In agreement with predominant data currently available, our experimental data demonstrate PERCIST as a univariate predictor of overall survival of early NSCLC. Clinical stage was another univariate predictor of overall survival of early NSCLC in our study. However, clinical stage was not significant risk factors in our multivariate analysis. Interestingly, our results show that PERCIST was the only multivariate predictor of overall survival in early NSCLC patients. In fact, SMD, PMD/PMR, CMR in PERCIST criteria was indicative of a 9.900-fold increase in the risk of overall survival in early NSCLC patients [RR 9.900 (95% CI 1.040, 21.591), P=0.001]. Figure 1 demonstrates that SMD/PMD in PERCIST criteria was associated with overall survival in early NSCLC patients treating with SBRT.
Our present study showed PERCIST was considered to be better for evaluation of treatment response in early NSCLC patients treating with SBRT, which was closely related to prognosis. However, the problem of false positive deserves attention, inflammation of the target tissue, scar tissue after treatment, and so on may cause interference to the utility of response evaluation of radiotherapy with 18F-FDG PET.
The limitations of the current study should also be acknowledged. Firstly, this is a retrospective, single-center study with a small study population. Secondly, the follow-up time is relatively short to observe the overall survive. At the same time, PET-CT was performed at an early stage (3-6 months) after SBRT. At this stage, several study reports that inflammation after treatment showed high metabolism activity with high SUV on PET, may implicit false positive of tumor recurrence [31–33]. However, our present study showed PET aided in the detection of 1 regional recurrence and 2 distant metastases which was not in the field of treatment,exclusion of false positive. Finally, we evaluated the longest diameter of just 1 target lesion that was assessed in PERCIST.

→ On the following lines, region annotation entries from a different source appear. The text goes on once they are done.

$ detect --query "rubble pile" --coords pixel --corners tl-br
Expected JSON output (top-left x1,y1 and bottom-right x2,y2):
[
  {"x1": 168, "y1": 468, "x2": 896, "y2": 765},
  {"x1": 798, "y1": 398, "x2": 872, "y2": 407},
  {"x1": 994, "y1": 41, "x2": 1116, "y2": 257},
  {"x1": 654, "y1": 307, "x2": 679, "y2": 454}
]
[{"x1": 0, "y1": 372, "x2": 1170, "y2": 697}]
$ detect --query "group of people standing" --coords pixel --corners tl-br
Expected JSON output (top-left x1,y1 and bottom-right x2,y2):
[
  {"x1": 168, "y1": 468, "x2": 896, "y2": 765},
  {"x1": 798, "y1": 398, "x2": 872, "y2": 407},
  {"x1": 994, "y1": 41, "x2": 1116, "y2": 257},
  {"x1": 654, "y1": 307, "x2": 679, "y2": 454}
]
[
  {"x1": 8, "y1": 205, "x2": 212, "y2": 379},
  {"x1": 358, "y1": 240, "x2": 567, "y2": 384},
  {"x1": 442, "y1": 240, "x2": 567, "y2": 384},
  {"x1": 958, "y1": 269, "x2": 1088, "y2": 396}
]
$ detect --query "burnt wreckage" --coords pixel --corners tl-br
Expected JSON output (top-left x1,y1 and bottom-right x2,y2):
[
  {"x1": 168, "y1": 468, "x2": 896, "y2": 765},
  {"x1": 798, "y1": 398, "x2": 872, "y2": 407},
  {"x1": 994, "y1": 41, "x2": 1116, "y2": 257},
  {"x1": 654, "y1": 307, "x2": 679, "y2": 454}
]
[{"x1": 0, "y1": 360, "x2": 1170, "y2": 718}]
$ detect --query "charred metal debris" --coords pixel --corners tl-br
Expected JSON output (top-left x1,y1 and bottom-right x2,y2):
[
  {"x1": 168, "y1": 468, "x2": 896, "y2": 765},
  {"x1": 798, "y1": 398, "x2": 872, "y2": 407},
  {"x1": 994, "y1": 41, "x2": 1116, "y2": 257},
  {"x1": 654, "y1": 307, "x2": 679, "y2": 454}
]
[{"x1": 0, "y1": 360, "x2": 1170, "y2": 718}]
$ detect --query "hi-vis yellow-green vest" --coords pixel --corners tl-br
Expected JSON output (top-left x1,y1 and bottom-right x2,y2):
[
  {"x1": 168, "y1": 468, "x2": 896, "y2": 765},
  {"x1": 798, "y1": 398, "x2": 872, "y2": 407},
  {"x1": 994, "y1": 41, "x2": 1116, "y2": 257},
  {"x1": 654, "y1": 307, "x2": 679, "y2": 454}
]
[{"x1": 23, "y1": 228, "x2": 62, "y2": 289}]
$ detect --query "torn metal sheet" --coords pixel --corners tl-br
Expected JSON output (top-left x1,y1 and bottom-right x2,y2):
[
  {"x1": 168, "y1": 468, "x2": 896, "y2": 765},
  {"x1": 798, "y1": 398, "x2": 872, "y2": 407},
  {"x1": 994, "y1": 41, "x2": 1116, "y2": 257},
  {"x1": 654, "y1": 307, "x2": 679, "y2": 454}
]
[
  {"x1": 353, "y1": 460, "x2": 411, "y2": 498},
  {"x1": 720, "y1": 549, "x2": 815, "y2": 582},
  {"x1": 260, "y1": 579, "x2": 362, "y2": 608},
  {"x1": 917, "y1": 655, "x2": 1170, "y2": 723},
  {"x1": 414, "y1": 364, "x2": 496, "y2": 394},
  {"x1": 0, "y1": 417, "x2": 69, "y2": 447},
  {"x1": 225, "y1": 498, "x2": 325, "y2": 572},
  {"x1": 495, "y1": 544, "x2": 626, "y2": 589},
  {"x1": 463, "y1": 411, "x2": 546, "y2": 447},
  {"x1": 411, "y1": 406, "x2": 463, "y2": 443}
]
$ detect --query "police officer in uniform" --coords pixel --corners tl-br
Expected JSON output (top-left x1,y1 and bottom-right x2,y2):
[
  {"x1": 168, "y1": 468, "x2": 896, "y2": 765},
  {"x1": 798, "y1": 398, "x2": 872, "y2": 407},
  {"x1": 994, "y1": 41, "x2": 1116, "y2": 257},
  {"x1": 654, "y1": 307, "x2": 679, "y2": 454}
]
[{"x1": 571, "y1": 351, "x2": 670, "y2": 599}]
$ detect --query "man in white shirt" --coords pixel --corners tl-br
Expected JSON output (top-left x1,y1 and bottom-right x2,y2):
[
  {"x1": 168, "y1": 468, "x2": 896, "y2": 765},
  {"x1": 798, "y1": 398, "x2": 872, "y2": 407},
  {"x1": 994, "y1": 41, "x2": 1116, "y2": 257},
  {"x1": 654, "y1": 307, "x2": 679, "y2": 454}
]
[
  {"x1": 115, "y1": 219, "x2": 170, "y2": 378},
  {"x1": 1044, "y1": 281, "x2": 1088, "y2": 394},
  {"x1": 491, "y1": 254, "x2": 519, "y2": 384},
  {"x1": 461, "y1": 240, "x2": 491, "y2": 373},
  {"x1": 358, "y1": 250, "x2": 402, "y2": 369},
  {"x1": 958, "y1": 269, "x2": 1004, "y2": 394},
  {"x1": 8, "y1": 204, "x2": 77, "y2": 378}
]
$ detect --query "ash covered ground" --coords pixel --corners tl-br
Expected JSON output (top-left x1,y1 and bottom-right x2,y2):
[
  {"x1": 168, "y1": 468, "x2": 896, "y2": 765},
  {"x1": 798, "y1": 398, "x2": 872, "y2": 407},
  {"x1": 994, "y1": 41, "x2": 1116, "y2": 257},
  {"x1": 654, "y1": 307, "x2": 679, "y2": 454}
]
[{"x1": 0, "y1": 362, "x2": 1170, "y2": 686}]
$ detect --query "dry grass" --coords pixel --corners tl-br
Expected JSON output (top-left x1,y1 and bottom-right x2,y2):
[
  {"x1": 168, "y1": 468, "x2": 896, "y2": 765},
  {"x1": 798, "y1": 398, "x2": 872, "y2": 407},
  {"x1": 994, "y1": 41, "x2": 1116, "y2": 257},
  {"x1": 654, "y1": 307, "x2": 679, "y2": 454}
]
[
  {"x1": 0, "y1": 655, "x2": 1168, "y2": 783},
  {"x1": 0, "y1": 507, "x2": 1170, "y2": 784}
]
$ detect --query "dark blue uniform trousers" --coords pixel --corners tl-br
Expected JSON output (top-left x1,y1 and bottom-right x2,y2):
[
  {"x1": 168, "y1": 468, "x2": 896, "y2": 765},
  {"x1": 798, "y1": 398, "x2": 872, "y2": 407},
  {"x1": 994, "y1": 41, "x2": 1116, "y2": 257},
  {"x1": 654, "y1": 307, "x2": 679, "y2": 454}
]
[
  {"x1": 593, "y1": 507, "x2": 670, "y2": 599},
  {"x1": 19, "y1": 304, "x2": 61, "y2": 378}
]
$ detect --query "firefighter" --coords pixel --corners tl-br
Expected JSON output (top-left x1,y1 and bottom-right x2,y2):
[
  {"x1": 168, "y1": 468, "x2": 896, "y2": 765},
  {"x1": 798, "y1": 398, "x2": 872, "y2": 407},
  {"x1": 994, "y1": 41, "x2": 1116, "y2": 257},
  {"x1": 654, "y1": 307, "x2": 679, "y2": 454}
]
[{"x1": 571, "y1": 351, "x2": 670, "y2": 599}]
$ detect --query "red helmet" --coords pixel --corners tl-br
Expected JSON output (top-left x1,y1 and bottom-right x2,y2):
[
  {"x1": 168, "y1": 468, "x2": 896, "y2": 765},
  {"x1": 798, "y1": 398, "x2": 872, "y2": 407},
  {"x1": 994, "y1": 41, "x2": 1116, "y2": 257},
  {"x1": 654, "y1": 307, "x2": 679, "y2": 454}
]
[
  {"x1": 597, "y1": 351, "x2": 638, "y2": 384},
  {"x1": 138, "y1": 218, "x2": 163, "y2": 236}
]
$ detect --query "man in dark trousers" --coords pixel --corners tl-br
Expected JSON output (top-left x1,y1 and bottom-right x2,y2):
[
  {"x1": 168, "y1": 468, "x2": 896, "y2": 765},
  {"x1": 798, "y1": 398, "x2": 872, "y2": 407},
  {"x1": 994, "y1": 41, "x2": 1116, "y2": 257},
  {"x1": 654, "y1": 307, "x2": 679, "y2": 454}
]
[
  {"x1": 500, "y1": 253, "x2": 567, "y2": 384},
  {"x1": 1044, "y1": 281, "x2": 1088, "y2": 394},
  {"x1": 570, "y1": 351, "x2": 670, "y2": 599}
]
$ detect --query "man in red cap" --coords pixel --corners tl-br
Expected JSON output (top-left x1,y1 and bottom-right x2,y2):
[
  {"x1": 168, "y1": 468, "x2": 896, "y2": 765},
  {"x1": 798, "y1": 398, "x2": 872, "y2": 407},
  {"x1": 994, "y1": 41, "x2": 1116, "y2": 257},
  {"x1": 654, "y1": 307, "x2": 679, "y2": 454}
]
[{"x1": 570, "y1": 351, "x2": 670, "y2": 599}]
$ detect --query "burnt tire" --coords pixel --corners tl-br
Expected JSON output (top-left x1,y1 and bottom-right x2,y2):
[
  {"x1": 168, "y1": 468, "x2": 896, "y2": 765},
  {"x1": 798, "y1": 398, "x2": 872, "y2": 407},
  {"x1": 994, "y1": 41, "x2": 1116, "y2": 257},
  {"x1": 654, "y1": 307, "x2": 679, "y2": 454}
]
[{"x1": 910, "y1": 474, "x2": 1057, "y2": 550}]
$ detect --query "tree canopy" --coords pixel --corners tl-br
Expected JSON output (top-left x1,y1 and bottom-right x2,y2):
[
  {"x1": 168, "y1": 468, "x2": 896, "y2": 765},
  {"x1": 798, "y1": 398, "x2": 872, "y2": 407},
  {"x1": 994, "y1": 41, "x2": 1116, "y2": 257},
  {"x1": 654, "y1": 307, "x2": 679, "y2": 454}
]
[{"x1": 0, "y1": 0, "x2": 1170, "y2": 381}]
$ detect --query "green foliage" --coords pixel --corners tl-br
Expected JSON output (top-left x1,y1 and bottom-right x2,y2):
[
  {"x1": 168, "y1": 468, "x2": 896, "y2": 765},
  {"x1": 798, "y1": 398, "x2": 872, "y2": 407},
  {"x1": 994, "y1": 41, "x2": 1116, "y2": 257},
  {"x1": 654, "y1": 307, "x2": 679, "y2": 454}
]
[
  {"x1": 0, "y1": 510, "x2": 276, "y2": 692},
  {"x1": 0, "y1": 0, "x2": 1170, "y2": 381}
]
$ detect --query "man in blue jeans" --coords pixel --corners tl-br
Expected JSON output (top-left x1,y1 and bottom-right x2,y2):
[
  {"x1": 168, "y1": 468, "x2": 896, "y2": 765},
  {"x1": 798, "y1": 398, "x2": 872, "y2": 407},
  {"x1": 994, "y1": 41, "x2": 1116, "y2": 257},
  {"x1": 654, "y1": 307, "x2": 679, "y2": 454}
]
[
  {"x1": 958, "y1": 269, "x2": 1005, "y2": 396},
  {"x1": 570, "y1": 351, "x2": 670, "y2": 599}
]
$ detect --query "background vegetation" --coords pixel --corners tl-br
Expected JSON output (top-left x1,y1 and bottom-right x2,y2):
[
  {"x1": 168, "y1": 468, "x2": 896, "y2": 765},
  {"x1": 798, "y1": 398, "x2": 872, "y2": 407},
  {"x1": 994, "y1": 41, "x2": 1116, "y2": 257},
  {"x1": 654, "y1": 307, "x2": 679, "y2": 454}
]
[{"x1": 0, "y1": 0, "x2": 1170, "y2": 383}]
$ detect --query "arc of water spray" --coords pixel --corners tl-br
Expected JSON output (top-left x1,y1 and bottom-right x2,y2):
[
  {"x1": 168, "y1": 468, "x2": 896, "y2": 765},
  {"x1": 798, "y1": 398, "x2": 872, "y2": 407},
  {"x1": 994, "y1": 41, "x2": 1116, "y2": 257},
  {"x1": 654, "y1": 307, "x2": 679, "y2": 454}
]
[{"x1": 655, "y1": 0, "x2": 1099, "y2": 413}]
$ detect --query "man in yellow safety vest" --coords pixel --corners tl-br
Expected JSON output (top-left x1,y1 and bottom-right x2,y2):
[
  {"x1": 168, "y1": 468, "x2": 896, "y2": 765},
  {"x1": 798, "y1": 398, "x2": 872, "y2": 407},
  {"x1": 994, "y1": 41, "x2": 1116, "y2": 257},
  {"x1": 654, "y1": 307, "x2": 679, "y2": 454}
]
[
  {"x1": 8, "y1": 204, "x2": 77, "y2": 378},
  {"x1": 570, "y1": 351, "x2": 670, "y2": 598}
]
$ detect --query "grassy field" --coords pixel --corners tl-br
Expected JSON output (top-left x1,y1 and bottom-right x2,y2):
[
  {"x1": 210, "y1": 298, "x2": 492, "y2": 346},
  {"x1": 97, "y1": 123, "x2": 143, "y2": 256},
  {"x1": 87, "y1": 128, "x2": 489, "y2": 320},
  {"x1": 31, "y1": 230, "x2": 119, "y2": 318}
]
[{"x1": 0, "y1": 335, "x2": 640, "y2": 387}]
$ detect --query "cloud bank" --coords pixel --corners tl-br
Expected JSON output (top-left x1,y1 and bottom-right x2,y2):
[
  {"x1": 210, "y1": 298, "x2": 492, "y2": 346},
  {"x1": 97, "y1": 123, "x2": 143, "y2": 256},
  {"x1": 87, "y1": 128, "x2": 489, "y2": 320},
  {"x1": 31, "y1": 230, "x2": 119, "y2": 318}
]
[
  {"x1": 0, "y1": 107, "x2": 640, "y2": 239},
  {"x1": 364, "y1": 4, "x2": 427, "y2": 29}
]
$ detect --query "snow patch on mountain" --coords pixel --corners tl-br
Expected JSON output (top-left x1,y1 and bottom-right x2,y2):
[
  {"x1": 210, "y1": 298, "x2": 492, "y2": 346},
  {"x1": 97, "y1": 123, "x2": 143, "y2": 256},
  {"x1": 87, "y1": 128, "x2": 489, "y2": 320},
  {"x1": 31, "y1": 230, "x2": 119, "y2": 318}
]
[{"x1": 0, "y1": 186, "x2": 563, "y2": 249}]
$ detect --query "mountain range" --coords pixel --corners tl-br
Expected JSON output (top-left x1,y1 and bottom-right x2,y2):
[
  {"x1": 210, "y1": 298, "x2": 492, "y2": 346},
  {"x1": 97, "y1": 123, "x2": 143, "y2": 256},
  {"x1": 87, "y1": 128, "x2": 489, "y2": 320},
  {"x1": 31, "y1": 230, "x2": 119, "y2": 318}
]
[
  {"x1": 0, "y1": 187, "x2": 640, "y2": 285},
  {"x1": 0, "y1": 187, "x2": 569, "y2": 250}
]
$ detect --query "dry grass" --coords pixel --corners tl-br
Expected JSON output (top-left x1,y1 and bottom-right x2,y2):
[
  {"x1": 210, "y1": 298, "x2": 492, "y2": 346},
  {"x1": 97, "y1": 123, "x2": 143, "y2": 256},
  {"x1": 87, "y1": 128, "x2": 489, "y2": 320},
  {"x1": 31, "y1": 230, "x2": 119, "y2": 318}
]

Ideally, it might have necessary to evaluate 5 target lesions were evaluated in RECIST 1.1. However, as RECIST 1.1 suggests that just 3 lesions (not 5 lesions) may be used in randomized studies in which tumor progression is the major concern [10. 11], the number of lesions to evaluate when assessing response to therapy may also be important in both RECIST and PERCIST. Further study from this viewpoint will be needed in the future.